The VIP had been remodeled a few years before, miraculously looking worse after all the work. Gone were the workmanlike Formica and vinyl booths, in were faux granite and scratchy fabric that reminded everyone of the seats on a municipal bus. Gone were the ancient but beloved dime-a-play jukeboxes at the tables, in was an unwelcome extra three pages of menu offering all the sorts of dishes no one in their right mind ever ordered at a diner. Gone was the word
diner,
in was the word
restaurant
.

Spencer slid into the booth and wiped his brow with one hand. “Fucking cops, man,” he said, looking around. “Don’t wanna do nothing, but like to act like they know all about you and are letting you slide outta the goodness of their hearts.”

“You tell ’em about the doll?”

Spencer flicked his yellowed eyes at Marks, looking out from under his brow. “What, I’m an idiot? I tell
you
that shit because I know you. You’re open-minded.”

Marks nodded. Open-minded, he’d found, usually meant
fucking crazy
right up until they needed his help on something. “So, tell me.”

Spencer settled himself. “Hideki moved into the place, what, eight, nine years ago?

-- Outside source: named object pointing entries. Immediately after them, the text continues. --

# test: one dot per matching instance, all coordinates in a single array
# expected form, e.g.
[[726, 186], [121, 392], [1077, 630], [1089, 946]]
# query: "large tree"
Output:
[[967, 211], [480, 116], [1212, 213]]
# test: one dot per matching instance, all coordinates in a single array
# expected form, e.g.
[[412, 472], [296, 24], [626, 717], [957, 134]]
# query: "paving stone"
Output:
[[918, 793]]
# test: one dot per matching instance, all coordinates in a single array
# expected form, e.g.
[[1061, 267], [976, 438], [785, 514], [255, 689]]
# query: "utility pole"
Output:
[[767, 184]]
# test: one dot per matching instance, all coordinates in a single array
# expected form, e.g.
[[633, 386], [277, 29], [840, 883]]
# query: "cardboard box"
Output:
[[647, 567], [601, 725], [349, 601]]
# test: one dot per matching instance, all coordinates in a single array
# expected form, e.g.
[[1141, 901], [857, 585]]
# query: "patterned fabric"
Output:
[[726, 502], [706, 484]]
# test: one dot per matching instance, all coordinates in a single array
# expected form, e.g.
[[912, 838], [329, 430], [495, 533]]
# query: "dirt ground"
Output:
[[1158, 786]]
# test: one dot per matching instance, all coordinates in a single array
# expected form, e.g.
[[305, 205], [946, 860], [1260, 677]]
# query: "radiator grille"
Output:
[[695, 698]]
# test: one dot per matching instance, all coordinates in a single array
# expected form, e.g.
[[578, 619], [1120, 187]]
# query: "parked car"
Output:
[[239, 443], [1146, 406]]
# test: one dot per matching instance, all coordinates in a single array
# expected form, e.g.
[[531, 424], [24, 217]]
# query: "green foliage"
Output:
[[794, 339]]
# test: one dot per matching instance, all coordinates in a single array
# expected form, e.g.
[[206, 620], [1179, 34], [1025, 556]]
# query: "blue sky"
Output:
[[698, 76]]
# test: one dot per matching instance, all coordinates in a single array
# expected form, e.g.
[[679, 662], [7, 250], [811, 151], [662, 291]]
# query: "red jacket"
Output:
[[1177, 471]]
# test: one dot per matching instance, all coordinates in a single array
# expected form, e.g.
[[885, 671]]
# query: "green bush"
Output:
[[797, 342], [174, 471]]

I don’t know shit about the man. Like I said, no English. And I got no Japanese. He kept to himself, didn’t make any noise, but people started complaining.” He looked at Marks and leaned in. “Not really because the man done anything wrong, you see, but because they didn’t like him. Because he didn’t talk. Because he never smiled.” He waved a hand between them and leaned back—looking, Marks thought, like a man who’d been tired since the day he’d been born. “These fucking people. Same folks who call me when their heat don’t work, all piss and vinegar, same folks don’t tip me come Christmas. Shit.” He blew his breath out and shook his head as the waitress arrived and slid a coffee cup in front of him. He watched her pour coffee and then waved her off.